Shelley was a strong advocate for social justice for the 'lower classes'. He witnessed many of the same mistreatments occurring in the domestication and slaughtering of animals, and he became a fighter for the rights of all living creatures that he saw being treated unjustly.

Legacy
Shelley's mainstream following did not develop until a generation after his passing. This differed from Lord Byron, who was popular among all classes during his lifetime despite his radical views. For decades after his death, Shelley was mainly only appreciated by the major Victorian poets, the pre-Raphaelites, the socialists and the labour movement.
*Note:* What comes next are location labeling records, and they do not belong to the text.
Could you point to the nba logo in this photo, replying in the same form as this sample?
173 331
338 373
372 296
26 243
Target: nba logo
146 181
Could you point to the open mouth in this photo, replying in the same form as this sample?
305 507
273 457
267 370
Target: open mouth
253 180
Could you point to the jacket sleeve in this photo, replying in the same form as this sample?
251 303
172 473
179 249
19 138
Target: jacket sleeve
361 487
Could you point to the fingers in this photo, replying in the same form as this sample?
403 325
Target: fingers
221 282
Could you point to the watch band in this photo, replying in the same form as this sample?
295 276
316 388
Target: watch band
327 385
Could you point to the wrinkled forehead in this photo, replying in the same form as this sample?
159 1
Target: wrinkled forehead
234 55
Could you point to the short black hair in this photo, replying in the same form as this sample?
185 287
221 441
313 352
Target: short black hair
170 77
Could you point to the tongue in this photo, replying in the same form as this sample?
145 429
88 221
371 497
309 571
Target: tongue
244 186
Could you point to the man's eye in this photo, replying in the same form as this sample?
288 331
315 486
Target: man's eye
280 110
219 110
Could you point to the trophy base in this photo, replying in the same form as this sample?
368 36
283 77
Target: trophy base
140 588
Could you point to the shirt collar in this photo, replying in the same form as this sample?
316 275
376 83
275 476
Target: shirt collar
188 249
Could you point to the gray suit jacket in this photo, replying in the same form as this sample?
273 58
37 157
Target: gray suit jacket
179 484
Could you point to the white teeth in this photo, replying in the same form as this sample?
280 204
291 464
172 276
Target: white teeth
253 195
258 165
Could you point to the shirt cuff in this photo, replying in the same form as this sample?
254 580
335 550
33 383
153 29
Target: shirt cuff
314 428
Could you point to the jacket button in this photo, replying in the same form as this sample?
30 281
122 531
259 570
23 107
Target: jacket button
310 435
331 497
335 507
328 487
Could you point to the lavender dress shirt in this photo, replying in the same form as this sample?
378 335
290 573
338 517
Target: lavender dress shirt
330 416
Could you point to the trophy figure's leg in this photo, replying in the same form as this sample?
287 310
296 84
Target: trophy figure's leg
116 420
One reason for this was the extreme discomfort with Shelley's political radicalism which led popular anthologists to confine Shelley's reputation to the relatively sanitised 'magazine' pieces such as 'Ozymandias' or 'Lines to an Indian Air'.

He was admired by Mahatma Gandhi, Alfred Nobel, C. S. Lewis, Karl Marx, Henry Stephens Salt, George Bernard Shaw, Bertrand Russell, Isadora Duncan, Jiddu Krishnamurti ("Shelley is as sacred as the Bible."), Upton Sinclair and William Butler Yeats. Ralph Vaughan Williams, Sergei Rachmaninoff, Roger Quilter, John Vanderslice and Samuel Barber composed music based on his poems.

Critics such as Matthew Arnold endeavoured to rewrite Shelley's legacy to make him seem a lyricist and a dilettante who had no serious intellectual position and whose longer poems were not worth study. Matthew Arnold famously described Shelley as a 'beautiful but ineffectual angel'. This position contrasted strongly with the judgement of the previous generation who knew Shelley as a skeptic and radical.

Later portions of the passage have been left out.